By David Baake
The Fifth Amendment’s Takings Clause provides that private property shall not be “taken for public use, without just compensation.” For most of American history, the Supreme Court construed this clause narrowly, requiring the government to pay compensation only where it permanently appropriated or destroyed property. During the twentieth century, however, the Court began to embrace a significantly broader interpretation of the Takings Clause. In 1922, the Court introduced the concept of regulatory takings, holding in Pennsylvania Coal Company v. Mahon that the government was required to pay compensation if its laws or regulations went “too far” in redefining the range of interests included in the ownership of property. A series of cases during the World War II era established that the government was required to retroactively compensate a property owner for a temporary physical taking. And in 1987, the Court combined these two innovations, holding in First English Evangelical Lutheran Church of Glendale v. County of Los Angeles that the government was required to retroactively compensate a property owner for a temporary regulatory taking.

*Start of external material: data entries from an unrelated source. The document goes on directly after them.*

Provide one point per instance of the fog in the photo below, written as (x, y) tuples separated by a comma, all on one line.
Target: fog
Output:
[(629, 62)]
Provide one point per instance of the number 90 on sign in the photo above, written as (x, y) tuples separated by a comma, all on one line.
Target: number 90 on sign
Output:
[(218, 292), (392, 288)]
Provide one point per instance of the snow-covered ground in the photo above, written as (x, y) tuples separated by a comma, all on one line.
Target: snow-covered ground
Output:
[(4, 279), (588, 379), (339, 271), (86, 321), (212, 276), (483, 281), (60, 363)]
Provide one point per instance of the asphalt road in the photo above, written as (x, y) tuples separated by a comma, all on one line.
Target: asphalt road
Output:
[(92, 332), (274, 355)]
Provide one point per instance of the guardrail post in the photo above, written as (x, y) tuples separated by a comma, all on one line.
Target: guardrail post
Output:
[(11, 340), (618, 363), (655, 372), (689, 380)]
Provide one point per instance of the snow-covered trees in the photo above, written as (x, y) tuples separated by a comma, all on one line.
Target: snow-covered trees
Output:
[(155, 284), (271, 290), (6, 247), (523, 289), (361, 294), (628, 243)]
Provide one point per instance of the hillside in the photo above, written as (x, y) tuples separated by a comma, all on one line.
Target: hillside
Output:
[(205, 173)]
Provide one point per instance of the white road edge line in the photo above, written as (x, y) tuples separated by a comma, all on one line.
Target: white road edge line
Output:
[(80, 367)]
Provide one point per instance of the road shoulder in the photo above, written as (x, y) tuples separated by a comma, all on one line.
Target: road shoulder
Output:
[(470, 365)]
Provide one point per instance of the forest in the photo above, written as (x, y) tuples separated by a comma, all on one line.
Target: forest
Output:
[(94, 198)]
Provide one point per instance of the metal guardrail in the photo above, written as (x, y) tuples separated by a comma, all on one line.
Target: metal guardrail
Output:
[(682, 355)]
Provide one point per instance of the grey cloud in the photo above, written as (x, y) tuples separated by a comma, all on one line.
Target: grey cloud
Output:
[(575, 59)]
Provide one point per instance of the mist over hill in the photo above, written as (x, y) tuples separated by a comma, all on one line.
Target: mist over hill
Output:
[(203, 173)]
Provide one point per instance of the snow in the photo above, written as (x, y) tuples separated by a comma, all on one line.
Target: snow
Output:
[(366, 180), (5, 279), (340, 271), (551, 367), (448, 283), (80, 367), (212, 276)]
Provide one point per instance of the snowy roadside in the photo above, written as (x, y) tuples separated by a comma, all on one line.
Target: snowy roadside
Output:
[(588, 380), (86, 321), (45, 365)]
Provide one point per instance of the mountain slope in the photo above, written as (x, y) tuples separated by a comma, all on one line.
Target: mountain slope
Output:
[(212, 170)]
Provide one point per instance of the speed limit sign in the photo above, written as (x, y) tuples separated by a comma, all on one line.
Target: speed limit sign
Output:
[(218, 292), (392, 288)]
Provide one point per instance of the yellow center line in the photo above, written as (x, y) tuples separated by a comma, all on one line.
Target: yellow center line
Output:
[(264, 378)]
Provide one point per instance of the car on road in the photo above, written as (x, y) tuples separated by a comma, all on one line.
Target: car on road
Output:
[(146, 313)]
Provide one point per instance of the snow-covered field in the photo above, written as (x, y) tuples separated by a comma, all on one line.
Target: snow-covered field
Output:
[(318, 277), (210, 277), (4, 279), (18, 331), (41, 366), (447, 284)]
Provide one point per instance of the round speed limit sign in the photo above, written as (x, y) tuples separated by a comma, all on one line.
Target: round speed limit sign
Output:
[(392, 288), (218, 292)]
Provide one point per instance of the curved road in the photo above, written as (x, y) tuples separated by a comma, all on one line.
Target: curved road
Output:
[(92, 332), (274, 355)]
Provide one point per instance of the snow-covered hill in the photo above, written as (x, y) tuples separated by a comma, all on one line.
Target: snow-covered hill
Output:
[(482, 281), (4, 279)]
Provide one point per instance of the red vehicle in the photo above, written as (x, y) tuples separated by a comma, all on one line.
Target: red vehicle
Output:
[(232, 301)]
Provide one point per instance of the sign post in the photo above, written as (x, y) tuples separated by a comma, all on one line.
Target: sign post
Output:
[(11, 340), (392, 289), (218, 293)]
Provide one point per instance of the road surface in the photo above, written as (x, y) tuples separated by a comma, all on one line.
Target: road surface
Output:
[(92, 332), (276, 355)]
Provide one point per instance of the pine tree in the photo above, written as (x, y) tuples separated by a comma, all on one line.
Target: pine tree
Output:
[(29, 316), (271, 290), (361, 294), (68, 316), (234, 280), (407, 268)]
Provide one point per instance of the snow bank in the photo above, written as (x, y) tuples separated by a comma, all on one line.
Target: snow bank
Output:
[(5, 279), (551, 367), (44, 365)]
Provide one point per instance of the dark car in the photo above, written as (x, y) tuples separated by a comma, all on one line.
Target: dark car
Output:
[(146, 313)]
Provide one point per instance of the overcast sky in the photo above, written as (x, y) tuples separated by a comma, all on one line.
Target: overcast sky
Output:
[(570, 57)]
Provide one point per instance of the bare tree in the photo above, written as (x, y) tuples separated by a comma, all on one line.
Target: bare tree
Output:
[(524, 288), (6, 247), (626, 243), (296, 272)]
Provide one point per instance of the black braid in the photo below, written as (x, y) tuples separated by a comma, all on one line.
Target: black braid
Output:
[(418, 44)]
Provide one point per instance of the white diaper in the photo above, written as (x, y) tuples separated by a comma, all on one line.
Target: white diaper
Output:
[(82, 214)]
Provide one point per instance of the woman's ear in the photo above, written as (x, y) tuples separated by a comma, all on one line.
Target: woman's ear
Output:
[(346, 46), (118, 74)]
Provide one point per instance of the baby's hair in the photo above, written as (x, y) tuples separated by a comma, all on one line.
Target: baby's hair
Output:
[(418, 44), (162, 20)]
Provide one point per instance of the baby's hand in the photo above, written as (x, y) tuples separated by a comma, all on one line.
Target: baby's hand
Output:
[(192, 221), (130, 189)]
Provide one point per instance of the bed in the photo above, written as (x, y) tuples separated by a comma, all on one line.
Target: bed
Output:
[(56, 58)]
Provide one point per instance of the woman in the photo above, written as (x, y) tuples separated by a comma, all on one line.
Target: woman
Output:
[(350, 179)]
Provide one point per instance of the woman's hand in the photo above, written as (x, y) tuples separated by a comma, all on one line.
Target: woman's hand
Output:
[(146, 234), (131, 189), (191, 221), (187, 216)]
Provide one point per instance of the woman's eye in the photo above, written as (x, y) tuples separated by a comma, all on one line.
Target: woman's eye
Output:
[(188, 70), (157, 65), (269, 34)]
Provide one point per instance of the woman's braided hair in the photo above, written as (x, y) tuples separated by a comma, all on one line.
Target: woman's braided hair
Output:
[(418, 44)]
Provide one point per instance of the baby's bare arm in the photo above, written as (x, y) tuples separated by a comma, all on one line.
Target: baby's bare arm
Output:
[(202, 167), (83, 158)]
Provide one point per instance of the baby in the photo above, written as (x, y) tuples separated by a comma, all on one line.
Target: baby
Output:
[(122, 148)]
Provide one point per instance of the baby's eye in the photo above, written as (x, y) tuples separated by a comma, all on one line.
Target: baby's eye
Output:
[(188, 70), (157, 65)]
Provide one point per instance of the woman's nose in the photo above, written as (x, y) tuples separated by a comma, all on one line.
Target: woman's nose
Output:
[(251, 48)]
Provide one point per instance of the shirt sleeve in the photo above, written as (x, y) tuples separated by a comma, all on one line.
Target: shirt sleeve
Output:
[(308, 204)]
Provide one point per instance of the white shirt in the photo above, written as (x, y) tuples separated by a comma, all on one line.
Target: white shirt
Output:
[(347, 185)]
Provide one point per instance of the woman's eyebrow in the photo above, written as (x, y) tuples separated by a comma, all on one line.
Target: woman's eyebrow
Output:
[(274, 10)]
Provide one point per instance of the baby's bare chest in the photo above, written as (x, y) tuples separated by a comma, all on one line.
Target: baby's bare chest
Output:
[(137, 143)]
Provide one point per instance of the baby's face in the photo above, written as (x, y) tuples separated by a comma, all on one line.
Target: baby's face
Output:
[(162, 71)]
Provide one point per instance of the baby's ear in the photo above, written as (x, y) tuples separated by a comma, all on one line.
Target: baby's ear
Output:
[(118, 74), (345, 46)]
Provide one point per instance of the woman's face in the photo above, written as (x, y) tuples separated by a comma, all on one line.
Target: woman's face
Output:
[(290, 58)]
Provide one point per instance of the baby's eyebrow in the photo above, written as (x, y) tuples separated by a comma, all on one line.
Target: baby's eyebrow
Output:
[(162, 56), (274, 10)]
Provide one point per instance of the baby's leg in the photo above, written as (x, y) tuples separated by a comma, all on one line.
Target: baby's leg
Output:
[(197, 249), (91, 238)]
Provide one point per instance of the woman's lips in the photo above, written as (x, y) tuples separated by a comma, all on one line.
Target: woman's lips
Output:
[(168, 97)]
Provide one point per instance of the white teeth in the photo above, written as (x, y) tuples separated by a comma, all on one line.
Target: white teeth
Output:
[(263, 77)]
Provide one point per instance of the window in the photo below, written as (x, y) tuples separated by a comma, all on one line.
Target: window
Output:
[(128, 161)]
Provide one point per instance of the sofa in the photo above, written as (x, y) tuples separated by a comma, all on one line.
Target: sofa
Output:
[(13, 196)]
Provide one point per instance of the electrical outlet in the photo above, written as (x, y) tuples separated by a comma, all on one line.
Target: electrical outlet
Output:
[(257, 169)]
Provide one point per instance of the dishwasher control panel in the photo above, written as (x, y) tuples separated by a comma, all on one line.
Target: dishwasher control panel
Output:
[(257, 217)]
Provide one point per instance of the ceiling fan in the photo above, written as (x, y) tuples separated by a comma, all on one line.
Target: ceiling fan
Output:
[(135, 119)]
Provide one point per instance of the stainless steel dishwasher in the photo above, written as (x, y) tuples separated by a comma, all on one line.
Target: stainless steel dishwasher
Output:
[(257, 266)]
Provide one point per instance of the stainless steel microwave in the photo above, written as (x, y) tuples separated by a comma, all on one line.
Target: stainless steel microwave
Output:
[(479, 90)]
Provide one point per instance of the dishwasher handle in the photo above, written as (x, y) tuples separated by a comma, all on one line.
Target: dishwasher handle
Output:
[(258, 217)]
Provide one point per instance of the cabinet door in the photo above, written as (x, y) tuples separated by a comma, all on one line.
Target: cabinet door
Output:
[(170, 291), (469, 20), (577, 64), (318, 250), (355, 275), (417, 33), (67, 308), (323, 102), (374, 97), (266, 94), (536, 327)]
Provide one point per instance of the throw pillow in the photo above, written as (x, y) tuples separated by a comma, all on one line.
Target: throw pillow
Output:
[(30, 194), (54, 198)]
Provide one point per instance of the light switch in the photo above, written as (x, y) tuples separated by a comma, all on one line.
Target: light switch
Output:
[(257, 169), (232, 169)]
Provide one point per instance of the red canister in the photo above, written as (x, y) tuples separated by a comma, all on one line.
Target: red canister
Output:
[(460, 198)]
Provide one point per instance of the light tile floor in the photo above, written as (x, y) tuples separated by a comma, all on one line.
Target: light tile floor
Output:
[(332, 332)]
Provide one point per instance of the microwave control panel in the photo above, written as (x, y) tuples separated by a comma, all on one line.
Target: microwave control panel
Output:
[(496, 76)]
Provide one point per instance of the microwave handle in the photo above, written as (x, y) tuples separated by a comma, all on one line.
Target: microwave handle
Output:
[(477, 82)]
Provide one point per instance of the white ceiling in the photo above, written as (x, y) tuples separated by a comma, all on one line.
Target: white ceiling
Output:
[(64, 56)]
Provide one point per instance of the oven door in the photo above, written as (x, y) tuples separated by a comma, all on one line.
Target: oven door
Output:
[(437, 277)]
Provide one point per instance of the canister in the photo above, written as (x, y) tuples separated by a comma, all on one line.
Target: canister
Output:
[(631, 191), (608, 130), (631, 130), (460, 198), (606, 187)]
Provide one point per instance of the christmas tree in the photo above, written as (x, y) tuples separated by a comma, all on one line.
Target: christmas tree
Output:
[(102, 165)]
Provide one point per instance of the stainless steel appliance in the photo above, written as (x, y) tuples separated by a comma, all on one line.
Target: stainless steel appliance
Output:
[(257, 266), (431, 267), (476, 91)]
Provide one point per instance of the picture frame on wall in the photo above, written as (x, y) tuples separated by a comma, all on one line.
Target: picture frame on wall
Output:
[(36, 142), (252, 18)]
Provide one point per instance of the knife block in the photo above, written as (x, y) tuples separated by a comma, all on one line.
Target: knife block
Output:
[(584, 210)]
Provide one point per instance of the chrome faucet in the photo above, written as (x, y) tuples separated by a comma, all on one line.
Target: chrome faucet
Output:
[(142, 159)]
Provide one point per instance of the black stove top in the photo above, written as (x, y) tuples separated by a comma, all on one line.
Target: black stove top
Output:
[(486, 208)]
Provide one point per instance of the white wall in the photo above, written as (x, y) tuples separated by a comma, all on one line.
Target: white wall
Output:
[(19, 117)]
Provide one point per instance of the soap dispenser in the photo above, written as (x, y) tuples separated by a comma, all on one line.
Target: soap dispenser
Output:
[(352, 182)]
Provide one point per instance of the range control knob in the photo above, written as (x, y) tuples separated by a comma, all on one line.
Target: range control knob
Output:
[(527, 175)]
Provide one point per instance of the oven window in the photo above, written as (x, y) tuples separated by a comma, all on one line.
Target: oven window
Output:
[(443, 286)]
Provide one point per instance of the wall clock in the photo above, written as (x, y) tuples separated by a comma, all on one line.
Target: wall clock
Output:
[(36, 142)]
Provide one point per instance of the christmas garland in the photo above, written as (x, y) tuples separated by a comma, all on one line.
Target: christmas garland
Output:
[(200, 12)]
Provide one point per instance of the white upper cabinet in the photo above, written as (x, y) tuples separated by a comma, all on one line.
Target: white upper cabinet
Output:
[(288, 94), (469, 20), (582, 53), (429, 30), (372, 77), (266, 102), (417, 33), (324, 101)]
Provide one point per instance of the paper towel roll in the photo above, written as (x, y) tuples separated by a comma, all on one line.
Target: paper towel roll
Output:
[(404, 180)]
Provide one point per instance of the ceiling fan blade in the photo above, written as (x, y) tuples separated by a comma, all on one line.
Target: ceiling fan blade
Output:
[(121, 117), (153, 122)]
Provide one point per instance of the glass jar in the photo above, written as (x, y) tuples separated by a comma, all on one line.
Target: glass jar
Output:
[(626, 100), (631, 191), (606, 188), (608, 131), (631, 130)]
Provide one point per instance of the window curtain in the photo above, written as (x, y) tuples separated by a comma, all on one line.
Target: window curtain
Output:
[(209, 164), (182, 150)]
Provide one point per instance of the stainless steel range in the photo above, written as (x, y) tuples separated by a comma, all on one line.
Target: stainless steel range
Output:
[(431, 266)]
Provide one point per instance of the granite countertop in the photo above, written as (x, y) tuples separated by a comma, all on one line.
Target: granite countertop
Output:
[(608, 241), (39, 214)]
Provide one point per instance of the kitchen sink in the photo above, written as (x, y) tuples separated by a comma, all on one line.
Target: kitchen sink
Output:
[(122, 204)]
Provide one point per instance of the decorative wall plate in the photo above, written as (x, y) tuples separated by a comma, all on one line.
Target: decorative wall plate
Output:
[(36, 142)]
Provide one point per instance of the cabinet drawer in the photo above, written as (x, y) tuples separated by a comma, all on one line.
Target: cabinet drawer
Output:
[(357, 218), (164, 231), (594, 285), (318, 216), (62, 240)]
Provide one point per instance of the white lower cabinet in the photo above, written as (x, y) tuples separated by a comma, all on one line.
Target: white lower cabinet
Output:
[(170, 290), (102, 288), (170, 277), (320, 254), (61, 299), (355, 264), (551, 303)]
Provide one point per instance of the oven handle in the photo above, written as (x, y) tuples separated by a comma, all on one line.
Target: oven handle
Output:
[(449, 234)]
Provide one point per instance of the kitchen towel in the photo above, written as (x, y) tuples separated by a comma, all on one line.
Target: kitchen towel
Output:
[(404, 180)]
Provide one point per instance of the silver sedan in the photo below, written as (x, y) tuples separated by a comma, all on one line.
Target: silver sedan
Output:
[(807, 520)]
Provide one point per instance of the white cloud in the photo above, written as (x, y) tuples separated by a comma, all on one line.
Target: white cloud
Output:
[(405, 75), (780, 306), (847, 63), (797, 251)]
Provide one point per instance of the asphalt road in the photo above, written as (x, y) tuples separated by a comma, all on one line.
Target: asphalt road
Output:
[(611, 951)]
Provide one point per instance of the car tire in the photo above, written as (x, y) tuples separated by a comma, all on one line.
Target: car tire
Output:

Last Term, in Arkansas Game and Fish Commission v. United States, the Supreme Court was required to consider the continuing validity of this last development. The Court was confronted with two conflicting precedents: First English, which established the general availability of retroactive compensation for temporary regulatory takings, and Sanguinetti v. United States, a 1924 case holding that the Takings Clause did not require compensation for government-induced flooding unless the flooding constituted a “permanent invasion of the land.” The Court reaffirmed First English while rejecting Sanguinetti, holding by a vote of 8-0 that the federal government was required to retroactively compensate a landowner whose property it temporarily took by flooding.
In this Comment, I argue that the Arkansas Game and Fish Court erred in applying First English without first addressing its continuing validity. Even assuming that First English was correct when it was decided in 1987 — something that is far from clear — it is doubtful that it remains so today. Since First English was decided, the Court has radically reduced the availability of implied damages relief for other constitutional violations. I argue that there is no principled basis for treating temporary regulatory takings differently from other constitutional violations; hence, limiting the availability of implied damages relief under First English is necessary to achieve doctrinal consistency. Further, limiting First English is desirable from a policy perspective, as this would return the question of compensation for temporary regulatory takings to the political process, allowing federal, state, and local governments to balance the public’s interest in regulation with the interests of individual property owners on a case-by-case basis.
Cite as: David Baake, Arkansas Game and Fish Commission v. United States, 37 Harv. Envtl. L. Rev. 577 (2013).